Après avoir travaillé chez Rafael Moneo, à Madrid, puis chez Rem Koolhaas, au sein de l’Office for Metropolitan Architecture, à Rotterdam, Alejandro Zaera-Polo s’est installé à Londres où il a ouvert, en 1993, sa propre agence – Foreign Office Architects (FOA) – en association avec Farshid Moussavi. Entre autres édifices, FOA a réalisé les restaurants New Belgo à Bristol, à Londres et à New York, ainsi que le quartier général de la police municipale de Villajoyosa (Espagne). Parmi les projets actuellement en cours de construction, on peut citer l’ensemble de bureaux "Mahler 4" à Amsterdam, le siège social du groupe de presse Dulnyuk, à Paju (Corée du Sud), et le théâtre municipal de Torrevieja (Espagne). Depuis septembre 2002, et pour les quatre ans à venir, Alejandro Zaera-Polo a été nommé directeur du Berlage Institute de Rotterdam. Il nous présente l’exposition.
Comment s’est effectué le choix des pays et des architectes ? Pourquoi un pays comme la Suisse, dont on connaît la qualité de moult réalisations, est-il absent de la sélection européenne ?

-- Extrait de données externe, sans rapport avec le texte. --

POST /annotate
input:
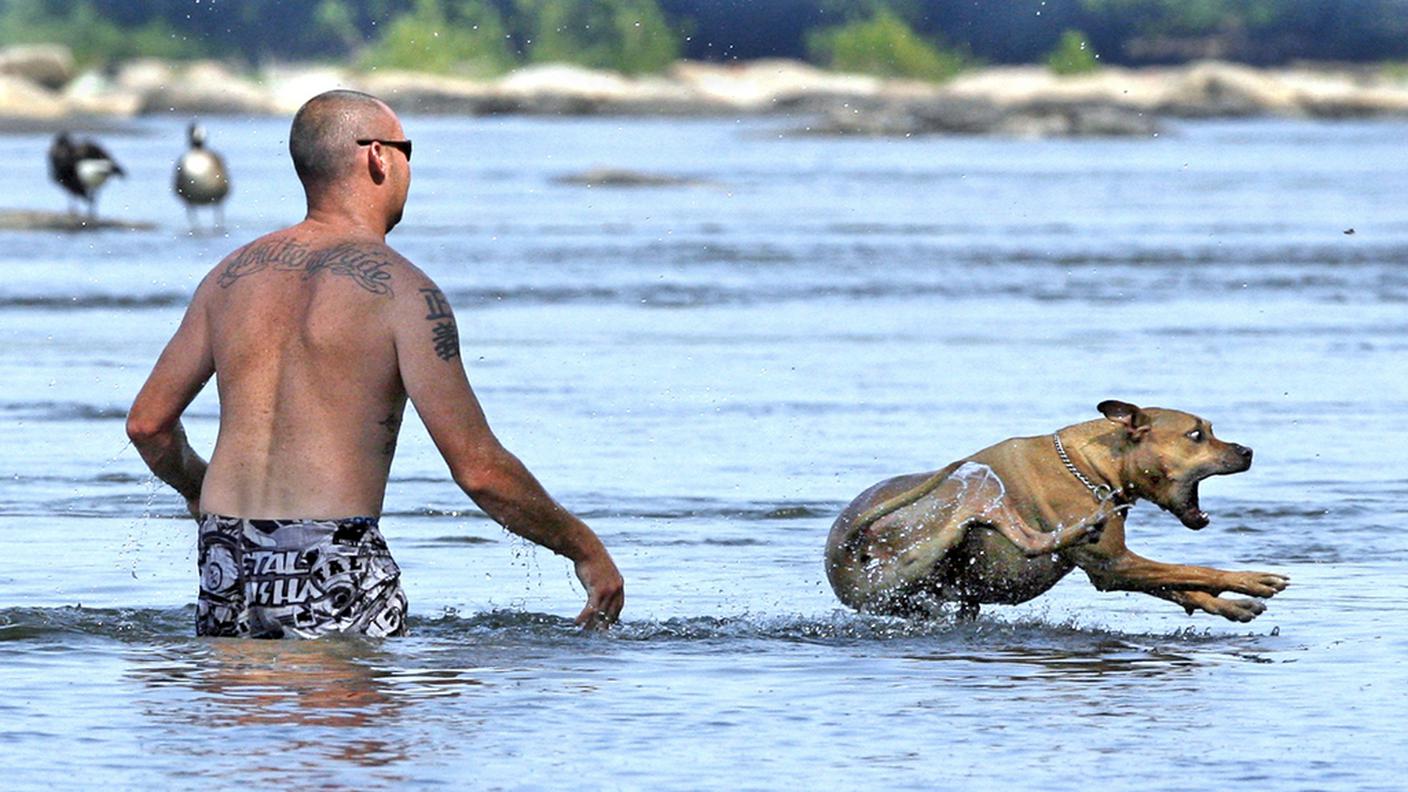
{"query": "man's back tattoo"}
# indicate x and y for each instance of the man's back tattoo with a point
(363, 264)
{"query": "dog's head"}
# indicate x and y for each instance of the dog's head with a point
(1166, 454)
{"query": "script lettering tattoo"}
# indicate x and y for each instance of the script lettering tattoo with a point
(363, 264)
(392, 424)
(445, 334)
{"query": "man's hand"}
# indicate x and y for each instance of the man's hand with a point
(606, 592)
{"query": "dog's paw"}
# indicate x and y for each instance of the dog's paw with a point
(1238, 609)
(1260, 584)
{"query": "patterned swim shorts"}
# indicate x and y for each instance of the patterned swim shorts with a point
(297, 578)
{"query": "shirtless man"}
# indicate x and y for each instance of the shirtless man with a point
(318, 333)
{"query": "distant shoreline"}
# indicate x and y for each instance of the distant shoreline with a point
(41, 90)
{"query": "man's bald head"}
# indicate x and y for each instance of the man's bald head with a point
(324, 134)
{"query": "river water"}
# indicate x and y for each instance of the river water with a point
(707, 374)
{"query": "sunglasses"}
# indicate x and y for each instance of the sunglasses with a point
(403, 145)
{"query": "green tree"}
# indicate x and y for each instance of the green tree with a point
(465, 37)
(884, 45)
(1073, 55)
(627, 35)
(92, 37)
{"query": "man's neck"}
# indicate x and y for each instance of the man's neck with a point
(345, 220)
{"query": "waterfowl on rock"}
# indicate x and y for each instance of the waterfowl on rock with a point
(80, 168)
(200, 176)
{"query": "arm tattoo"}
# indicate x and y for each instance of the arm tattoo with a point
(363, 264)
(445, 334)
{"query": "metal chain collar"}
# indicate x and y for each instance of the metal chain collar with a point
(1101, 492)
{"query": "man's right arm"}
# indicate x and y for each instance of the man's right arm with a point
(154, 422)
(427, 348)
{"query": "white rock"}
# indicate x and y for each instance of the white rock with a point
(48, 65)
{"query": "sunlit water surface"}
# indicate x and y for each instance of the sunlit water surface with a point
(708, 374)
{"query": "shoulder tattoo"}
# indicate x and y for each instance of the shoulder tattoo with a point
(444, 333)
(366, 265)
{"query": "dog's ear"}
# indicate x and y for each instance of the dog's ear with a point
(1135, 422)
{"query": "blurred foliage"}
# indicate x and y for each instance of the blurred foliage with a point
(641, 35)
(1073, 55)
(886, 45)
(628, 35)
(93, 37)
(448, 37)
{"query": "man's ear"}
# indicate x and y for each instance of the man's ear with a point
(1135, 422)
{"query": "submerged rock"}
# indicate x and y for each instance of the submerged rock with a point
(953, 116)
(47, 65)
(623, 178)
(30, 220)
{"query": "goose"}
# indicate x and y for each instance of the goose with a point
(80, 168)
(200, 176)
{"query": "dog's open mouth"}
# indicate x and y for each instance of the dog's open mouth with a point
(1186, 508)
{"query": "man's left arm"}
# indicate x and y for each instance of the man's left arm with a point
(154, 422)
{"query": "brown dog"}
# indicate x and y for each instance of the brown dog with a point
(1011, 520)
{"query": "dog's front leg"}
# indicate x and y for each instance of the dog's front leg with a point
(1125, 571)
(1231, 609)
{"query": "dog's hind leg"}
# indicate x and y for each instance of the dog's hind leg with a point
(901, 555)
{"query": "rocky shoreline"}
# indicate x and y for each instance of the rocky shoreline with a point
(41, 89)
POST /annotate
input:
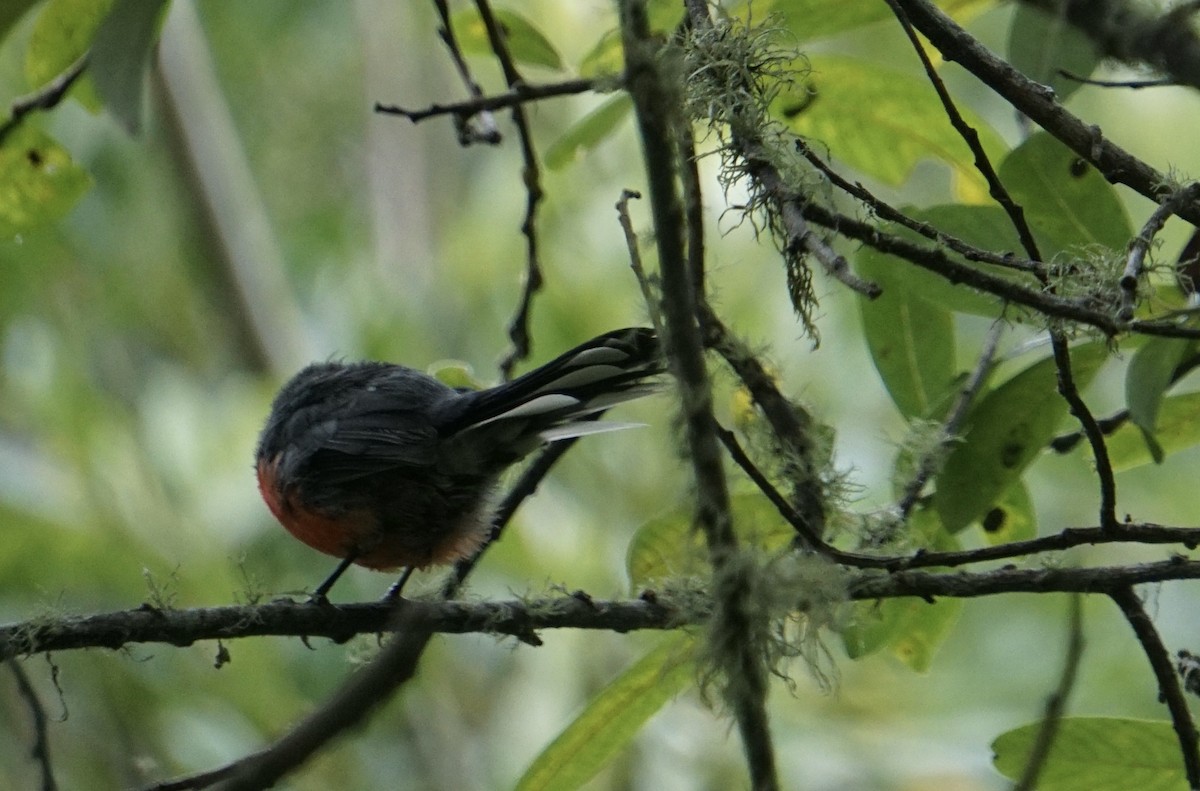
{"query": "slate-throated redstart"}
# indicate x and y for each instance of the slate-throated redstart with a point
(387, 467)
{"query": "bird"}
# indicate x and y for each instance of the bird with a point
(387, 467)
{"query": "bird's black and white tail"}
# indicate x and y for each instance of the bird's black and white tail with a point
(556, 400)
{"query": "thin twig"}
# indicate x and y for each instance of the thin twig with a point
(954, 420)
(1168, 682)
(1057, 702)
(363, 693)
(971, 137)
(519, 94)
(520, 617)
(1140, 246)
(790, 423)
(886, 211)
(1065, 443)
(797, 233)
(1135, 84)
(1039, 103)
(635, 261)
(41, 749)
(519, 327)
(43, 99)
(1091, 430)
(657, 108)
(479, 127)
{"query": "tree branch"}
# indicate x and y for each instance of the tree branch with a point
(1168, 682)
(1039, 103)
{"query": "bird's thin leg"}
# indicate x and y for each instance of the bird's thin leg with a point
(394, 591)
(319, 594)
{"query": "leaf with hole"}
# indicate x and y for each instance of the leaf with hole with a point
(1002, 436)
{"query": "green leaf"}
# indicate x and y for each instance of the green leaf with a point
(1179, 429)
(1012, 519)
(1041, 43)
(11, 11)
(120, 54)
(912, 628)
(810, 19)
(1005, 433)
(61, 35)
(39, 181)
(669, 546)
(911, 340)
(879, 120)
(1098, 754)
(527, 45)
(606, 55)
(1067, 202)
(613, 718)
(985, 227)
(1147, 381)
(588, 132)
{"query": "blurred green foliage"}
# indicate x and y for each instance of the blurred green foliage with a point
(136, 370)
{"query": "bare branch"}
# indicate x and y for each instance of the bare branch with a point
(1132, 33)
(1057, 703)
(1168, 682)
(1135, 262)
(1041, 105)
(929, 463)
(41, 749)
(46, 97)
(516, 95)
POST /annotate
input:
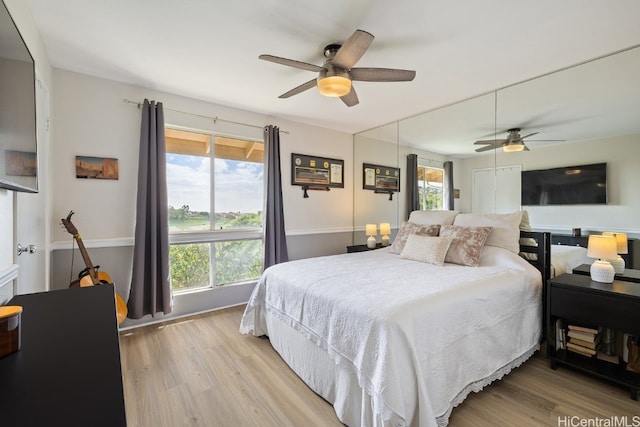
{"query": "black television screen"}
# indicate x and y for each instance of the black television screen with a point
(572, 185)
(18, 153)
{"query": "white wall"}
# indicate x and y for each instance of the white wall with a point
(622, 155)
(90, 118)
(21, 15)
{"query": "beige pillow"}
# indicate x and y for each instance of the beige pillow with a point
(433, 217)
(429, 249)
(406, 229)
(506, 228)
(467, 243)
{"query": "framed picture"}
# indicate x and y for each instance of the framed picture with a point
(383, 179)
(96, 167)
(313, 171)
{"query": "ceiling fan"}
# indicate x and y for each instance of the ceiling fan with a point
(513, 142)
(336, 74)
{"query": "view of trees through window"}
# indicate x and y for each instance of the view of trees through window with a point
(226, 247)
(430, 187)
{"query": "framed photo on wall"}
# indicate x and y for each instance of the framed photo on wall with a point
(380, 178)
(314, 171)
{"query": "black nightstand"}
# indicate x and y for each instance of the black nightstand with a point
(629, 274)
(361, 248)
(575, 299)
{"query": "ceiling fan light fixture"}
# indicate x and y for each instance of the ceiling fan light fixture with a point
(334, 86)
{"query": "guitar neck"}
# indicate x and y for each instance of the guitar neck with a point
(87, 260)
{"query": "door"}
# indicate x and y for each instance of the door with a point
(32, 228)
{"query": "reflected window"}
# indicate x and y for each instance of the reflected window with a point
(430, 189)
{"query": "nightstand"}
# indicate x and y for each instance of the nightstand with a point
(629, 274)
(575, 299)
(361, 248)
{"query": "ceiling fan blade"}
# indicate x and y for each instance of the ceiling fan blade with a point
(351, 98)
(488, 147)
(531, 134)
(381, 75)
(496, 142)
(291, 63)
(353, 49)
(301, 88)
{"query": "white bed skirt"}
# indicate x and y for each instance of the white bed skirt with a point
(339, 386)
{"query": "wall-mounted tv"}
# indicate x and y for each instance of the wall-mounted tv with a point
(571, 185)
(18, 153)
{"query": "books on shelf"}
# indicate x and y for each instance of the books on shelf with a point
(583, 340)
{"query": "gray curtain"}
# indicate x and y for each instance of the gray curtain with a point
(150, 285)
(275, 240)
(413, 202)
(447, 186)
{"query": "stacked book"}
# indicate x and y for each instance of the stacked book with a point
(583, 340)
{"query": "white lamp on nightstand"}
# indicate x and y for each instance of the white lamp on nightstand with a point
(603, 248)
(385, 230)
(618, 262)
(370, 230)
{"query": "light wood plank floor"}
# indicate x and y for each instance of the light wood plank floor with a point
(200, 371)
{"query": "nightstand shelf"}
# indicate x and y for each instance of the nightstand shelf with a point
(575, 299)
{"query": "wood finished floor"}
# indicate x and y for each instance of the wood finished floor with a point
(200, 371)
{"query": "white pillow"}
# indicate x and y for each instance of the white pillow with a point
(429, 249)
(506, 228)
(433, 217)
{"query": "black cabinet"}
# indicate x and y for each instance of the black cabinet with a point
(575, 299)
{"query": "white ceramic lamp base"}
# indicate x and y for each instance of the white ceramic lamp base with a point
(618, 264)
(602, 271)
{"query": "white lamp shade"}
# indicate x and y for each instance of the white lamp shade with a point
(385, 228)
(602, 247)
(370, 230)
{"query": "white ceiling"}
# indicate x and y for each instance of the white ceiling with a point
(209, 50)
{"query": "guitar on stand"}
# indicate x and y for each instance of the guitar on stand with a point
(91, 276)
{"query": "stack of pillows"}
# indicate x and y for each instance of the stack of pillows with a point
(436, 237)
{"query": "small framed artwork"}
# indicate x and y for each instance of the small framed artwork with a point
(313, 171)
(96, 167)
(382, 179)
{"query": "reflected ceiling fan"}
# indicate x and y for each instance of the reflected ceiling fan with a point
(513, 142)
(336, 74)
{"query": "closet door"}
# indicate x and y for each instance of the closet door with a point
(496, 190)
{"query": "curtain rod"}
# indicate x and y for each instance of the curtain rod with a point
(215, 119)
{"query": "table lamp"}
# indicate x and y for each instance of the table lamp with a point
(385, 230)
(618, 262)
(371, 231)
(603, 248)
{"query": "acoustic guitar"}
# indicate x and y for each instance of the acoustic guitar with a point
(92, 276)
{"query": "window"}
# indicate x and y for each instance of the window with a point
(430, 187)
(215, 193)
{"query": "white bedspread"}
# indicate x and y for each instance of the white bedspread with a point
(418, 337)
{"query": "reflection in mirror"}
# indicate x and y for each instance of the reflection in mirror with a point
(377, 146)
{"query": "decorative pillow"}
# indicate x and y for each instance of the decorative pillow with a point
(407, 228)
(433, 217)
(506, 228)
(429, 249)
(467, 243)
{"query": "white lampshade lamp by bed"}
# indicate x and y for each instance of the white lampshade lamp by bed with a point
(621, 241)
(385, 230)
(603, 248)
(371, 231)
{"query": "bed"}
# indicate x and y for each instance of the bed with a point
(396, 338)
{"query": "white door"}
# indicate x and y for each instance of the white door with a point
(32, 228)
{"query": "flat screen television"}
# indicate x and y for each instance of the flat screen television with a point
(571, 185)
(18, 135)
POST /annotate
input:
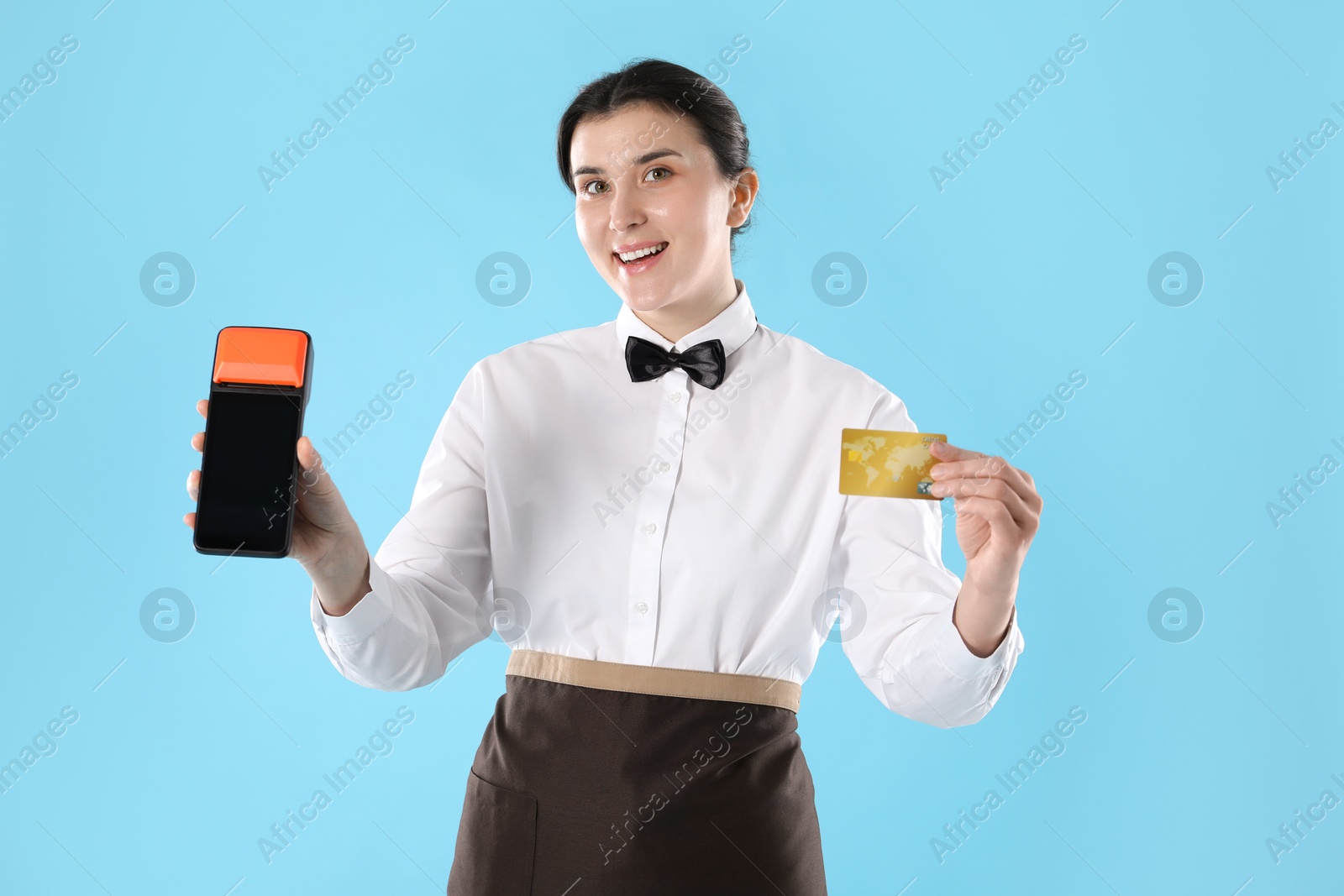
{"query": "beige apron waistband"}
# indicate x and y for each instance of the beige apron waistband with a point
(655, 680)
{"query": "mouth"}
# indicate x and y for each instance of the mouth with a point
(642, 258)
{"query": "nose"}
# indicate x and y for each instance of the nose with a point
(627, 210)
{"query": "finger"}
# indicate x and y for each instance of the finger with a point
(312, 474)
(983, 469)
(995, 490)
(949, 452)
(992, 512)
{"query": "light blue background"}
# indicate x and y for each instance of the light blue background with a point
(1030, 265)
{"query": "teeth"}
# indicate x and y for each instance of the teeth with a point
(651, 250)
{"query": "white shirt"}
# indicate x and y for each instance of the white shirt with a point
(664, 523)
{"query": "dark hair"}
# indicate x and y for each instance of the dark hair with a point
(682, 93)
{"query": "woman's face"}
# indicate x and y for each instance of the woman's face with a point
(643, 179)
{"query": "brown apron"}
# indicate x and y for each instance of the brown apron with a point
(581, 788)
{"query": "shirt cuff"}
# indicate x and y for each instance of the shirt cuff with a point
(373, 610)
(956, 656)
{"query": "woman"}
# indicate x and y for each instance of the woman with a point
(647, 512)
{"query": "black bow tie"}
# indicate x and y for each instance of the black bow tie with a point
(647, 360)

Rappelons, en préambule, que les organisateurs de l’exposition “Nouvelles tendances architecturales en Europe et au Japon” sont japonais. Ces derniers ont donc fixé les règles pour la sélection et consulté trois “experts”, tous architectes : un Japonais, Toyo Ito, et deux Européens, le Belge Bob van Reeth et moi-même. Pour l’Europe, la sélection était très claire : il fallait choisir un architecte par pays de l’Union européenne. D’où l’exclusion de la Suisse. Certes, on pourrait discuter longuement des frontières de l’Europe, car il existe également de bons architectes en Russie ou en Turquie. On pourrait aussi discuter du choix du tandem Europe/Japon, tant il est vrai qu’un binôme Europe/Asie serait effectivement plus approprié sachant que, dans des pays comme la Malaisie, la Corée ou la Chine, il se passe des choses très intéressantes sur le plan architectural. Bref, les Japonais ont fixé un cadre, et l’on se devait, en tant que commissaire, d’y souscrire... ou bien de décliner l’offre.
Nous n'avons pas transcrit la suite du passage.